I push to my feet. Enough of this.
Some things are too harsh to purposefully dredge up from those little boxes tucked inside where I keep my demons. Because, unfortunately, one demon holds hands with the next, and the next, and the next. An endless line of bad memories, spilling out of the barrel like evil monkeys, ready to take hold and tear out your soul.
No. Not today. Not ever.
I wipe the dust from my hands. “Now all we have to do is install the new flooring.”
Aunt Delores nods, her face dirty, sweat trickling down one cheek. “Thank you, Sweet Girl. Don’t you need to get ready for work?”
I pull my phone from my back pocket. Six-fifty-eight. “Yeah, I guess I should.”
I press the screen to read the text waiting for me.
-I’m sneaking away. Meet me at the fort @ 7:30. Bring a blanket.-
I hop into the shower and scrub away the other bathroom floor’s dirt and grime. I spent the day prying up the old linoleum tiles so we can fix the problem with the mushy subflooring.
I shave everything that needs it, including my coochie—Aunt Delores’s word for it cracks me up. I grin as I rub strawberry body butter over the smooth-as-silk skin. I pat dry and pull my sundress over my head, adjusting my tits in the halter-style bodice.
No bra. No panties. No point. I won’t have them on long enough to warrant the effort.
I nab the quilt off the end of my bed and sneak out the back door. I take my car around to Old Farm Drive, the road that runs along the backside of the Buckners’ property. A secondary trail leads from here to the old fort Buck and I played in when we were kids.
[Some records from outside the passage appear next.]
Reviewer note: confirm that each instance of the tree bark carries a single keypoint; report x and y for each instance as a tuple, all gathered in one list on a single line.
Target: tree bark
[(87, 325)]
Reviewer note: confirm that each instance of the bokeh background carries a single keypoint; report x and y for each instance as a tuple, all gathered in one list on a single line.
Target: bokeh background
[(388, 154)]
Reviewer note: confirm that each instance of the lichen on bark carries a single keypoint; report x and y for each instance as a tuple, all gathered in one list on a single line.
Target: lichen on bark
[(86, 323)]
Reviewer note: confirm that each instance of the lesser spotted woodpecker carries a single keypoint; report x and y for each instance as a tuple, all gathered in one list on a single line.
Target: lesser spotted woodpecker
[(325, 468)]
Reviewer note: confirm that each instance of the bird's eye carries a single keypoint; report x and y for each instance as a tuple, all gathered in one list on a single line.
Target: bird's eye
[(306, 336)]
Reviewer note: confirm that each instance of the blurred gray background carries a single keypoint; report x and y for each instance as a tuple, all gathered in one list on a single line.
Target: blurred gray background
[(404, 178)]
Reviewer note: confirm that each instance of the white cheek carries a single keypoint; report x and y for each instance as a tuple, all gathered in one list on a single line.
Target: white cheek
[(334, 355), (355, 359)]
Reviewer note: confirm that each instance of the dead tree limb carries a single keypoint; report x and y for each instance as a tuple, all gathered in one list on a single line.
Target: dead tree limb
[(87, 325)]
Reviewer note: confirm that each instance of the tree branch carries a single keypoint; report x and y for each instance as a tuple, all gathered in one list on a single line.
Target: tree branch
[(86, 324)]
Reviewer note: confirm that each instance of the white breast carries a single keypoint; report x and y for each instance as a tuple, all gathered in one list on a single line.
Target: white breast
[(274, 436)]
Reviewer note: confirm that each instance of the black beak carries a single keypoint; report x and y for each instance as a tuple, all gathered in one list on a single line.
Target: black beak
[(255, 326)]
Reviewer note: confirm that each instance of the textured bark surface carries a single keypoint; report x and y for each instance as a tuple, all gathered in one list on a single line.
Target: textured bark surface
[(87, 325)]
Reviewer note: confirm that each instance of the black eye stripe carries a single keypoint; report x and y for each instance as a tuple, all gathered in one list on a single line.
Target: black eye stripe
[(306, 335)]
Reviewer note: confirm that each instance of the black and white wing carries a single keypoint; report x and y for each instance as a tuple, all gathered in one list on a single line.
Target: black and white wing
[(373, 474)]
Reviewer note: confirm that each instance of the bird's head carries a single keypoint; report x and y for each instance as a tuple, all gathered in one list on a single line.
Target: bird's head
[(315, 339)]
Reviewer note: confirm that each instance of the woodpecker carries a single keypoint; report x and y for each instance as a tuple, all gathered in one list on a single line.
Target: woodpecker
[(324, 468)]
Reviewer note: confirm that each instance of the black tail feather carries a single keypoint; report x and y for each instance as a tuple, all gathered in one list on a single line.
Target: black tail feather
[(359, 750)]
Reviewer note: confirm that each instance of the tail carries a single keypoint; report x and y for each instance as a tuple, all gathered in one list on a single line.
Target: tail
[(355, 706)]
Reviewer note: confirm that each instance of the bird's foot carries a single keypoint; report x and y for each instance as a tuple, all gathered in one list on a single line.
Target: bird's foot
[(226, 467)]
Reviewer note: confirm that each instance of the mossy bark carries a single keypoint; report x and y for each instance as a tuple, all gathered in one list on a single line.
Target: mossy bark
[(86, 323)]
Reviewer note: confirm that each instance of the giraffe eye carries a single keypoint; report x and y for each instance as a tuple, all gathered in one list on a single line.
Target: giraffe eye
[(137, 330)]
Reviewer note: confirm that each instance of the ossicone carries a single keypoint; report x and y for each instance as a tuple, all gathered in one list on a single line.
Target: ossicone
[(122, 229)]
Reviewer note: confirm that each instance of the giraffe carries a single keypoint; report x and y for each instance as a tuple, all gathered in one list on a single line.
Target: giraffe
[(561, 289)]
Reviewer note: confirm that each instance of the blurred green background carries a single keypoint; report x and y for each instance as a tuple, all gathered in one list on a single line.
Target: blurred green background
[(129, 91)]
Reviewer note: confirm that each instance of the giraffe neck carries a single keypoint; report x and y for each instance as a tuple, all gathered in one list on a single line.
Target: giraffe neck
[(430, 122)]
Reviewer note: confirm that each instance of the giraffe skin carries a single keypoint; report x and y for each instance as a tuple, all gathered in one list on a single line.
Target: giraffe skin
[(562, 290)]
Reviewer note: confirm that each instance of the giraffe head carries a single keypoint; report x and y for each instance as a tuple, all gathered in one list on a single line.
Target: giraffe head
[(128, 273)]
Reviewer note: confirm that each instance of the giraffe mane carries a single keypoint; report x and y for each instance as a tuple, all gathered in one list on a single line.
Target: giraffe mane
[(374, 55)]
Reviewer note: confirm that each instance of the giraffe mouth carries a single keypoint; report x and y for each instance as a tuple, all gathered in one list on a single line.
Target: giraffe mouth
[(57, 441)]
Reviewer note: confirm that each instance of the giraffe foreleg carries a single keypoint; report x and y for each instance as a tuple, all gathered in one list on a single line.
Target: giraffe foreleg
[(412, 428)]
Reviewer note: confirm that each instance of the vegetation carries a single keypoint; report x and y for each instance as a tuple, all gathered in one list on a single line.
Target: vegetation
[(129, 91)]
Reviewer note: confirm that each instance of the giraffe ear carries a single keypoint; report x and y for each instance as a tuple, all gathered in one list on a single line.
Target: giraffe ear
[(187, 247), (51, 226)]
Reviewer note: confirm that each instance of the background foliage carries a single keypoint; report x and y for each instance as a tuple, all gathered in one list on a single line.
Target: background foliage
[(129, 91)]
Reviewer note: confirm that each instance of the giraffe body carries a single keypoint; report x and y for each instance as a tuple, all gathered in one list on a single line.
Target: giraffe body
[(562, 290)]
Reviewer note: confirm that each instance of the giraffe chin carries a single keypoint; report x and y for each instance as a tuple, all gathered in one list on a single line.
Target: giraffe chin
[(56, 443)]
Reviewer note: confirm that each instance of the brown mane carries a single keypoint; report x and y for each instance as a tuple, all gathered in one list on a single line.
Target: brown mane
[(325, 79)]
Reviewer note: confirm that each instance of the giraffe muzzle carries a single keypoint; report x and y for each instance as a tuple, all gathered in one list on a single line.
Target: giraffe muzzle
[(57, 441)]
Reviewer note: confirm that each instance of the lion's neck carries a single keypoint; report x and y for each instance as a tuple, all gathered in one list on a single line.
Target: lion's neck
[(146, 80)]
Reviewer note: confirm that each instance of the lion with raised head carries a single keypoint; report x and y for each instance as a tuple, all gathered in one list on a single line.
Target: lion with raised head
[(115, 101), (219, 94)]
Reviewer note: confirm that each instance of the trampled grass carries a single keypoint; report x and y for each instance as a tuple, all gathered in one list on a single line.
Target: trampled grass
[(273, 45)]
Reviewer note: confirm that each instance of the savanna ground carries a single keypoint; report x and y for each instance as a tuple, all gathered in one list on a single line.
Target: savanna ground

It was a favorite place for us to hang out—or hide, as the case sometimes was for me—all through our childhood.
I hate deceiving Aunt Delores, but it’s a must. If she knew how I really paid for the new laminate flooring for her bathroom, she’d have a fucking stroke, but not before she cussed out Buck and me for our folly.
As I tramp through the tall weeds toward my destination, the sun plays hide and seek behind the rolling clouds. I could almost imagine it isn’t the height of summer in Louisiana. There’s a cooler breeze today. It blows up my skirt, teasing my pussy lips.